Dr Maria Val Martin, University of Sheffield UKRI Future Leader Fellow and senior author of the study, said: “Drastic CO2 emission reductions along with large-scale removal of atmospheric CO2 are vital to combat climate change effectively. Our study provides a comprehensive analysis of the indirect climate impacts of forestation, revealing that they partially counter the climate benefits achieved through carbon sequestration. Understanding these indirect side effects is essential for developing effective solutions to achieving net-zero emissions.”
Dr. Stephanie Roe, WWF Global Climate and Energy Lead Scientist, IPCC AR6 Report Lead Author, and co-author of the study said: “We know that forests are critically important for biodiversity, water, ecosystem services, and the climate. What this research shows is that the effectiveness of reforestation for climate mitigation declines significantly in higher latitudes and unless paired with deep emission reductions which reduces air pollution. It underscores the importance of properly planning reforestation efforts and adequately accounting for biophysical and future climate impacts in different latitudes and regions. Importantly, the study finds that preventing deforestation, when compared to reforestation efforts, is a far more efficient way to mitigate climate change.”
Dr Daniel Grosvenor, from the University of Leeds and the Met Office, and co-author of the study said: “What’s interesting about this study is that it examines the side effects of forestation that occur via changes in atmospheric chemistry, aerosol particles and surface reflectivity. It shows that the cooling impact of carbon dioxide removal from an extensive, but feasible, global forest expansion could be considerably reduced due to those side effects. This would make it harder than expected to mitigate climate change and to reach the Paris agreement target.”
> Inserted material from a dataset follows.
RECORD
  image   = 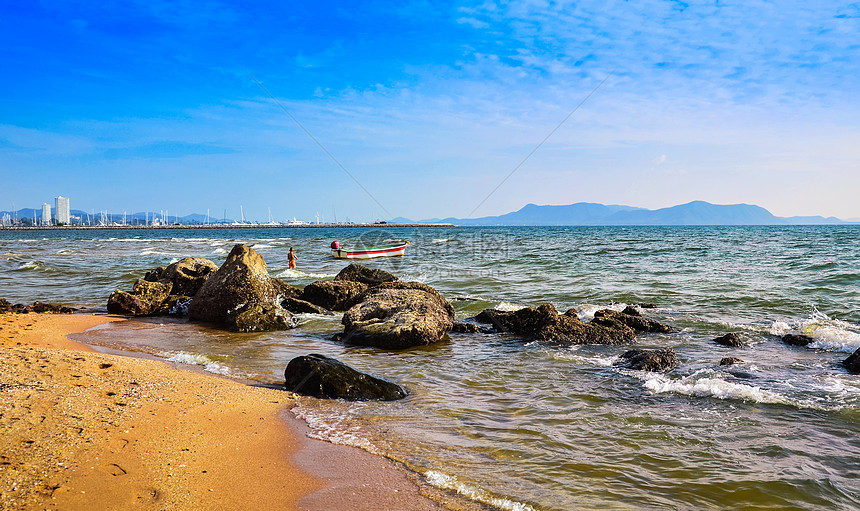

Professor David Edwards, Head of Tropical Ecology and Conservation Group at the University of Cambridge, who was not engaged in the study, stated: “Global restoration targets are massive — 350 million hectares by 2030 under the Bonn Challenge alone.” This study offers a significant contribution by indicating that the combined effects of albedo and atmospheric chemistry from forestation counteract some of the perceived climate-change mitigation benefits of carbon sequestration. Critically, the study demonstrates that not all forestation is equal, with more promising prospects in the tropics due to aerosol scattering, which can offset warming caused by reduced albedo, but forestation at higher latitudes may well result in net global warming.”
Professor Dominick Spracklen, Professor of Biosphere-Atmosphere Interactions at the University of Leeds, who was not involved in the study, stated, “This work shows the incredibly intricate role of forests in our climate system. This study, which calculates how forests influence atmospheric composition, provides one of the most complete estimates of the climate implications of large-scale forestation.